Again, I perfectly understand any reaction to foul play in the use of such imagery so as to draw in one’s opponent, but this again simply illustrates the desperate nature of the fight from the start. Say what you will about the ethic of each fighting force, and I recognize one to be superior to the other in your example, but as the other opponent feels surrounded/constricted, expect him to lunge out in what anyone might see as peculiar ways.
I appreciate the interpretation of the Life in Christ as being one in which we are called to live anew, as you note. This could not be so much truer. In this new life, however, rules for war appear wildly contradictory. This should not be understood that I respect any self-stated rights of an oppressor. That is crockery. The option to stand by and pray while watching people be lined up and shot is out of the question.
What I mean to say is that though war is apart from the Life in Christ, one must expect its travails while living in a broken world. One must be at the ready to first avoid such strife. If this is impossible, one must defend to the hilt himself, his family, his neighbors, as possible. Indeed the defense is savage in that its option relies on the use of the very form of insult to life as the opponent chose to begin his lashing about with. What is different is in the reliance on the Word of God to protect oneself. One should effort to pray for God’s forgiveness in pursuing such violence, even if it is used to rescue others.
Lutheran,
So am I right in thinking that the difference between us is not at all great? It seems we would both agree on the need to exhaust every alternative before resorting to coercive or lethal force or warfare, but would both recognize situations in which there is no alternative, when something like the defense of family or the helpless is involved (which are just war criteria by the way). Does the difference come down to the fact that you would insist on the need to ask God's forgiveness for engaging in such an action, whereas the Catholic would not?

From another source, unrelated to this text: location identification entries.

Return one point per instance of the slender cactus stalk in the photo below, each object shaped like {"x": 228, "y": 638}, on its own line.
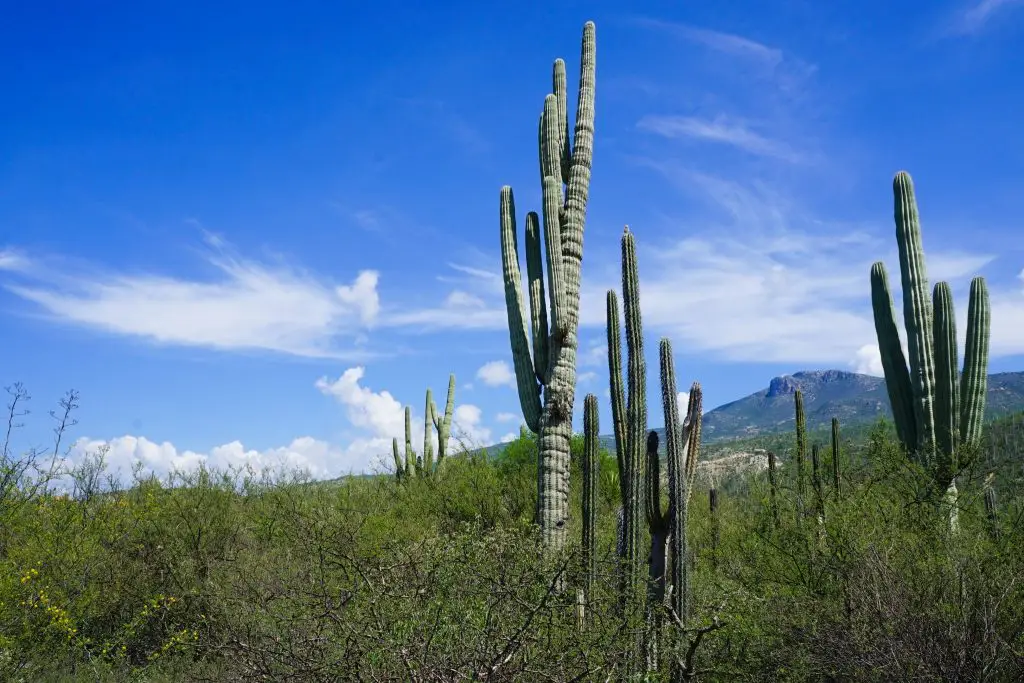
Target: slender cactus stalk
{"x": 772, "y": 489}
{"x": 591, "y": 429}
{"x": 937, "y": 410}
{"x": 565, "y": 170}
{"x": 837, "y": 465}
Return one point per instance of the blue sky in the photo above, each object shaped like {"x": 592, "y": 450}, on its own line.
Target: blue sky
{"x": 252, "y": 236}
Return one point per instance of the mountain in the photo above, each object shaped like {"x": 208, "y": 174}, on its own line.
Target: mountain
{"x": 854, "y": 398}
{"x": 851, "y": 397}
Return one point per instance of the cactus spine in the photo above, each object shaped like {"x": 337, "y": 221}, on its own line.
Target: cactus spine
{"x": 565, "y": 169}
{"x": 935, "y": 410}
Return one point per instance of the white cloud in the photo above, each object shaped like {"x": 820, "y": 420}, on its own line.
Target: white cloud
{"x": 320, "y": 459}
{"x": 497, "y": 373}
{"x": 722, "y": 129}
{"x": 682, "y": 402}
{"x": 467, "y": 425}
{"x": 720, "y": 42}
{"x": 868, "y": 360}
{"x": 976, "y": 16}
{"x": 380, "y": 413}
{"x": 249, "y": 306}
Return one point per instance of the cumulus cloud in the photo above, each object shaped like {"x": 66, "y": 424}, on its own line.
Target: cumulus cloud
{"x": 497, "y": 373}
{"x": 250, "y": 305}
{"x": 380, "y": 413}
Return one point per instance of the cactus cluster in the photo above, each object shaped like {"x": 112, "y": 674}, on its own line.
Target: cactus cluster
{"x": 639, "y": 463}
{"x": 425, "y": 463}
{"x": 544, "y": 351}
{"x": 937, "y": 410}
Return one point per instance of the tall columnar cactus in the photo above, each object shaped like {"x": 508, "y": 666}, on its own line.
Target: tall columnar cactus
{"x": 631, "y": 427}
{"x": 425, "y": 464}
{"x": 801, "y": 454}
{"x": 443, "y": 424}
{"x": 410, "y": 455}
{"x": 837, "y": 461}
{"x": 591, "y": 429}
{"x": 565, "y": 170}
{"x": 682, "y": 452}
{"x": 936, "y": 411}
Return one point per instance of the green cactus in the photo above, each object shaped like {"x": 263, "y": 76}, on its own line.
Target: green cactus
{"x": 591, "y": 429}
{"x": 631, "y": 428}
{"x": 837, "y": 475}
{"x": 565, "y": 170}
{"x": 936, "y": 411}
{"x": 682, "y": 452}
{"x": 801, "y": 453}
{"x": 424, "y": 464}
{"x": 443, "y": 425}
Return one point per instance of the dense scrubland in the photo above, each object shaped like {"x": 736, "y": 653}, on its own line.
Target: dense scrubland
{"x": 890, "y": 554}
{"x": 230, "y": 577}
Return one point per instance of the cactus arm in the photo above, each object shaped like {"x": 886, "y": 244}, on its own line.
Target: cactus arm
{"x": 559, "y": 88}
{"x": 615, "y": 389}
{"x": 444, "y": 426}
{"x": 556, "y": 286}
{"x": 916, "y": 312}
{"x": 428, "y": 451}
{"x": 801, "y": 455}
{"x": 946, "y": 382}
{"x": 591, "y": 429}
{"x": 893, "y": 361}
{"x": 636, "y": 406}
{"x": 528, "y": 389}
{"x": 837, "y": 476}
{"x": 398, "y": 467}
{"x": 677, "y": 483}
{"x": 538, "y": 305}
{"x": 410, "y": 456}
{"x": 974, "y": 381}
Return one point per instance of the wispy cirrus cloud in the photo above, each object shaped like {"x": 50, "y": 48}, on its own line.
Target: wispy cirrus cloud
{"x": 974, "y": 17}
{"x": 722, "y": 129}
{"x": 250, "y": 305}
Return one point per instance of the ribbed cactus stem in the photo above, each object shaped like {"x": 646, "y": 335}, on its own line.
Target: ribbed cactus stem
{"x": 801, "y": 453}
{"x": 443, "y": 425}
{"x": 974, "y": 381}
{"x": 616, "y": 390}
{"x": 837, "y": 460}
{"x": 410, "y": 456}
{"x": 398, "y": 466}
{"x": 716, "y": 530}
{"x": 946, "y": 382}
{"x": 549, "y": 369}
{"x": 679, "y": 450}
{"x": 772, "y": 489}
{"x": 893, "y": 361}
{"x": 591, "y": 430}
{"x": 428, "y": 450}
{"x": 937, "y": 409}
{"x": 819, "y": 495}
{"x": 916, "y": 312}
{"x": 636, "y": 406}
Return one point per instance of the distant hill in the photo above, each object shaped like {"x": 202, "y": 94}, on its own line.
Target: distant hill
{"x": 854, "y": 398}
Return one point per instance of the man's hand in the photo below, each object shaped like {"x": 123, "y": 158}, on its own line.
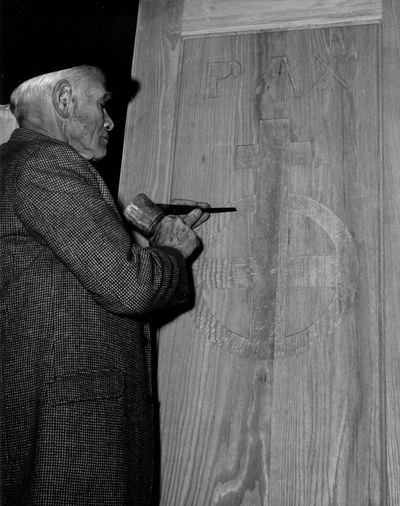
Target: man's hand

An analogy might be capital punishment, of which there are ample examples in the O.T. Should the executor of God's will in the O.T. -- sometimes at the direct command of God (as when Samuel chastised Saul for failing to kill the enemy king) -- feel a need to ask God's forgiveness for his act?
This, in turn, raises the question whether the only way in which God's will is accessible is through special (supernatural) revelation -- either a direct revelation as the OT patriarchs and prophets had from God or the written revelation in Scripture -- or whether it is not also accessible through the moral reasoning that involves what is traditionally called natural law. We all know how the Protestant tradition (and not a few renegade Catholics) have been influenced adversely by Karl Barth's very loud "Nein!" against natural law. But we also know the withering critiques of Barth's proposition that have been forthcoming since its advent in the last century. A good nuts-and-bolts introduction to the common sense of natural law is J. Budziszewski's book, What We Can't Not Know, which I used a couple of years at Lenoir-Rhyne University as an effective discussion eliciting text.
Pertinacious Papist--
"So am I right in thinking that the difference between us is not at all great?"
Absolutely. Certainly nothing to lose sleep over but instead find as an entertaining difference.